In one embodiment, as shown in fig. 8, fig. 8 is a schematic structural diagram of a document generation system in one embodiment, and the present application further provides a document generation system, which may specifically include: acquisition module 810, identification module 820, retrieval module 830, and generation module 840, wherein:
the acquiring module 810 is configured to acquire a document first draft obtained by filling the key information into the document template.
The obtaining module 810 may be selected by a user, and after determining the key information to be filled in the document template, the key information is filled in the corresponding position of the document template to obtain the document draft. For example, the user may input key information of the supplementary document template, or the key information may be obtained by searching from corresponding pre-stored data.
The identifying module 820 is configured to identify an entity of the long and medium document knowledge graph in the document draft through an entity sequence model, where the entity sequence model is obtained by training an article marked with the entity.
The identification module 820 identifies the entity which can be classified into the long document knowledge graph in the document first draft, so as to identify the extensible item which can be used for document extension based on the long document knowledge graph for the document first draft.
The identified entity can belong to key information in the document draft or can belong to a document template in the document draft, and the key information and the content of the document template can be used as extensible items for document expansion.
Each knowledge graph has a corresponding appointed field, the entity and entity relation in the long-text knowledge graph belong to the characteristic information in the appointed field, and the long-text knowledge graph and the entity sequence module based on the long-text knowledge graph are limited in the appointed field, so that the extensible item can be determined in the appointed field, and the extension direction can be effectively guided.
The retrieving module 830 is configured to retrieve a knowledge graph of the entity from the long-document knowledge graph, and integrate information of the knowledge graph of the entity into a natural language to obtain an extended sentence.
The invoking module 830 invokes the knowledge graph of the entity to acquire the entity and the entity relationship related to the entity, organizes the related entity and the corresponding entity relationship into an expansion statement according to the natural language rule, and completes the expansion of the expandable item (entity) in the expandable direction (related entity and entity relationship).
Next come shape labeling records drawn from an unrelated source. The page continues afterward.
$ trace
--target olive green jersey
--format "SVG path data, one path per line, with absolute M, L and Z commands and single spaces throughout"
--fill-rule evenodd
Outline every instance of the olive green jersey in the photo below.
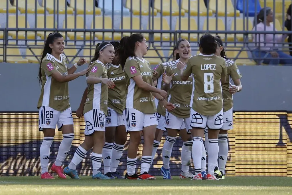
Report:
M 233 106 L 232 94 L 229 92 L 229 82 L 242 77 L 235 63 L 229 59 L 224 58 L 227 70 L 226 82 L 222 83 L 223 97 L 223 111 L 226 112 Z
M 93 76 L 107 78 L 105 67 L 102 62 L 97 60 L 91 62 L 89 66 L 91 68 L 88 77 Z M 85 114 L 93 109 L 97 109 L 102 111 L 106 115 L 107 113 L 107 85 L 100 82 L 94 84 L 88 84 L 87 87 L 88 92 L 83 113 Z
M 111 63 L 105 65 L 107 78 L 112 81 L 115 85 L 113 89 L 108 89 L 108 107 L 120 114 L 123 114 L 123 105 L 126 94 L 125 73 L 121 66 Z
M 180 71 L 176 65 L 179 60 L 169 63 L 166 70 L 167 76 L 174 74 L 170 83 L 168 101 L 175 106 L 175 109 L 170 112 L 171 114 L 180 118 L 189 117 L 192 75 L 190 74 L 189 78 L 185 81 L 182 80 Z
M 221 76 L 227 75 L 224 58 L 213 54 L 200 54 L 192 56 L 187 63 L 182 75 L 188 77 L 192 73 L 192 108 L 204 115 L 218 114 L 223 107 Z
M 133 77 L 141 75 L 143 80 L 152 84 L 152 73 L 149 62 L 143 59 L 130 57 L 126 60 L 124 71 L 126 73 L 127 91 L 124 109 L 133 108 L 142 112 L 153 114 L 156 112 L 154 98 L 150 92 L 139 88 Z
M 41 64 L 41 89 L 38 109 L 45 106 L 56 110 L 63 111 L 70 107 L 68 82 L 58 82 L 51 76 L 55 72 L 60 73 L 62 75 L 68 74 L 66 57 L 61 54 L 60 57 L 60 61 L 47 54 L 43 59 Z

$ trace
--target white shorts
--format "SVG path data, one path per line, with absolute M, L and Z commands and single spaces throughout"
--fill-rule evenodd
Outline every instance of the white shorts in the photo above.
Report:
M 232 108 L 223 113 L 223 126 L 222 129 L 230 130 L 232 129 L 233 125 L 233 108 Z
M 124 115 L 118 113 L 110 108 L 107 108 L 107 116 L 105 118 L 105 127 L 125 125 L 126 119 Z
M 60 130 L 62 126 L 67 125 L 73 125 L 71 108 L 64 111 L 58 111 L 49 106 L 42 106 L 39 110 L 39 130 L 43 128 L 56 128 Z
M 105 131 L 105 118 L 100 110 L 93 109 L 84 114 L 85 129 L 84 134 L 91 136 L 95 131 Z
M 215 115 L 206 116 L 199 114 L 191 108 L 190 125 L 193 128 L 219 130 L 223 125 L 223 109 Z
M 143 127 L 158 124 L 156 113 L 146 114 L 131 108 L 125 109 L 123 113 L 130 131 L 142 131 Z
M 190 129 L 189 126 L 190 124 L 190 117 L 187 118 L 180 118 L 175 116 L 168 111 L 166 112 L 166 118 L 164 127 L 166 128 L 169 128 L 173 129 L 186 129 L 189 133 Z M 185 124 L 187 124 L 187 125 Z

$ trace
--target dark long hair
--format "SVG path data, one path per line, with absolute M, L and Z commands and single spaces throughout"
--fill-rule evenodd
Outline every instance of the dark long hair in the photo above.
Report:
M 121 39 L 121 46 L 118 51 L 119 63 L 123 69 L 127 58 L 130 56 L 136 56 L 135 46 L 137 41 L 142 42 L 144 37 L 140 33 L 133 34 L 130 37 L 124 37 Z
M 210 34 L 205 34 L 200 39 L 199 46 L 203 49 L 202 53 L 206 55 L 211 55 L 216 52 L 217 44 L 215 37 Z
M 50 44 L 52 44 L 54 42 L 55 39 L 58 38 L 62 38 L 63 36 L 58 32 L 51 32 L 49 34 L 47 39 L 46 40 L 45 46 L 44 47 L 44 50 L 42 53 L 41 57 L 41 61 L 39 63 L 39 81 L 40 83 L 41 82 L 41 63 L 43 62 L 43 59 L 45 57 L 47 54 L 51 54 L 52 53 L 52 49 L 50 47 Z
M 95 61 L 97 60 L 97 59 L 99 57 L 100 51 L 102 51 L 105 49 L 107 46 L 102 48 L 103 47 L 103 46 L 109 44 L 111 44 L 108 42 L 102 42 L 101 43 L 98 43 L 96 44 L 96 46 L 95 47 L 95 52 L 94 52 L 94 55 L 93 56 L 93 58 L 91 59 L 91 61 L 94 62 Z M 102 49 L 101 50 L 101 48 L 102 48 Z

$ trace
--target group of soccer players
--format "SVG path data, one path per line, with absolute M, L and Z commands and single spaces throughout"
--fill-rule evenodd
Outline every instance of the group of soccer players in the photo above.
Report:
M 40 149 L 41 178 L 54 178 L 48 167 L 56 125 L 63 138 L 51 170 L 61 178 L 65 179 L 66 174 L 80 179 L 76 167 L 93 147 L 93 179 L 155 179 L 149 170 L 167 130 L 161 169 L 164 179 L 172 179 L 170 159 L 178 132 L 183 142 L 180 178 L 224 178 L 228 151 L 227 130 L 232 128 L 232 95 L 242 87 L 239 70 L 225 56 L 220 37 L 202 36 L 201 53 L 190 57 L 190 43 L 181 39 L 174 49 L 172 60 L 152 70 L 143 58 L 148 46 L 141 34 L 125 37 L 120 43 L 98 44 L 88 67 L 76 73 L 78 67 L 87 61 L 81 58 L 68 68 L 63 54 L 64 47 L 62 35 L 50 33 L 40 64 L 41 90 L 37 108 L 39 129 L 44 134 Z M 76 111 L 78 117 L 84 116 L 85 139 L 63 169 L 62 163 L 74 138 L 67 82 L 85 75 L 87 86 Z M 230 77 L 235 84 L 230 83 Z M 124 177 L 117 169 L 128 133 Z M 138 174 L 135 171 L 137 153 L 142 134 L 144 143 Z M 194 175 L 189 171 L 192 157 Z M 104 174 L 100 171 L 103 161 Z

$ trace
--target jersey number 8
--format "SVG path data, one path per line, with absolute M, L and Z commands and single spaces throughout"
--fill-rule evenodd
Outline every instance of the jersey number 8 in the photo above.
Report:
M 211 73 L 204 73 L 204 92 L 205 94 L 212 94 L 214 92 L 214 75 Z

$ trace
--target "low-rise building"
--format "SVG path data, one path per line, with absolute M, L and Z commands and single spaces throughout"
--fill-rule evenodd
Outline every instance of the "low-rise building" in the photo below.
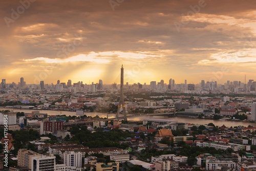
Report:
M 155 164 L 156 170 L 175 170 L 179 168 L 179 163 L 172 159 L 160 160 Z
M 71 135 L 70 134 L 70 132 L 68 132 L 68 131 L 67 131 L 66 130 L 58 130 L 57 134 L 57 136 L 58 137 L 60 137 L 62 139 L 65 138 L 68 135 L 69 135 L 70 136 L 70 137 Z
M 129 154 L 117 155 L 110 156 L 110 160 L 118 161 L 119 163 L 124 162 L 130 160 Z
M 185 163 L 187 161 L 187 157 L 184 156 L 175 156 L 173 157 L 173 160 L 178 163 Z
M 220 168 L 222 165 L 227 166 L 232 169 L 236 169 L 236 163 L 232 161 L 207 161 L 205 165 L 205 170 L 215 170 Z
M 108 163 L 107 164 L 103 163 L 96 163 L 96 171 L 115 171 L 119 170 L 119 163 L 117 161 L 112 163 Z

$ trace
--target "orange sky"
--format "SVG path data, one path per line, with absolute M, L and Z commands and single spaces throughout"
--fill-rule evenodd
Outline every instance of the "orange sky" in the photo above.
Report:
M 34 1 L 0 2 L 7 83 L 256 80 L 255 1 Z

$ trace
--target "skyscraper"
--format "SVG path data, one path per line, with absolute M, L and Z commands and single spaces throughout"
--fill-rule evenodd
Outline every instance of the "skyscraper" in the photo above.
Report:
M 253 102 L 252 104 L 251 104 L 251 119 L 252 120 L 256 120 L 256 102 Z
M 6 80 L 5 79 L 2 79 L 2 80 L 1 88 L 2 89 L 6 88 Z
M 150 82 L 150 88 L 152 90 L 156 90 L 157 89 L 157 81 L 151 81 Z
M 72 83 L 71 82 L 71 80 L 69 79 L 69 80 L 68 81 L 68 83 L 67 84 L 67 86 L 68 86 L 68 87 L 71 87 L 72 84 Z
M 121 67 L 121 79 L 120 79 L 120 95 L 119 99 L 119 103 L 118 104 L 118 108 L 117 109 L 117 113 L 116 114 L 116 117 L 118 118 L 119 112 L 121 111 L 121 108 L 123 109 L 123 117 L 124 118 L 124 120 L 127 120 L 126 118 L 126 113 L 125 110 L 125 106 L 124 105 L 124 101 L 123 100 L 123 67 L 122 65 L 122 67 Z
M 162 86 L 162 88 L 164 87 L 164 81 L 163 80 L 163 79 L 161 80 L 160 83 L 161 83 L 161 86 Z
M 24 78 L 23 77 L 20 78 L 20 87 L 23 88 L 24 87 Z
M 98 87 L 97 87 L 97 90 L 102 90 L 103 88 L 103 82 L 102 80 L 100 79 L 99 80 L 99 83 L 98 84 Z
M 190 91 L 195 90 L 195 84 L 187 84 L 187 90 Z
M 44 82 L 44 81 L 40 81 L 40 88 L 41 88 L 41 90 L 45 89 L 45 83 Z
M 204 80 L 201 81 L 201 87 L 203 88 L 204 87 L 204 84 L 205 84 L 205 82 Z

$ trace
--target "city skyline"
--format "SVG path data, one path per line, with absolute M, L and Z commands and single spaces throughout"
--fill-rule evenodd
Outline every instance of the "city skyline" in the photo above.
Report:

The generating module 840 is configured to add an extension sentence to the document draft, and generate a target document.
The generating module 840 adds the expanded sentence to the document draft to realize the expansion of the document draft.
The expanded sentence may be selected by the user to place or may be selected by the user to add or not to the document draft. If the statement of the expanded statement is not smooth or lacks information, the information can be modified and added by the user.
According to the document generation system, the entity in the document initial draft is identified through the entity sequence model, the extensible item is found based on the long document knowledge graph, the knowledge graph of the entity is called, the information of the knowledge graph of the entity is integrated into the extension statement, the extension statement is added to the document initial draft to generate the target document for completing extension, the long document knowledge graph can further guarantee that the extension direction is limited in the appointed field of the long document knowledge graph, meanwhile, the breadth of the long document knowledge graph is large, the multi-element extension direction is provided, and the efficiency of creating the long document is improved.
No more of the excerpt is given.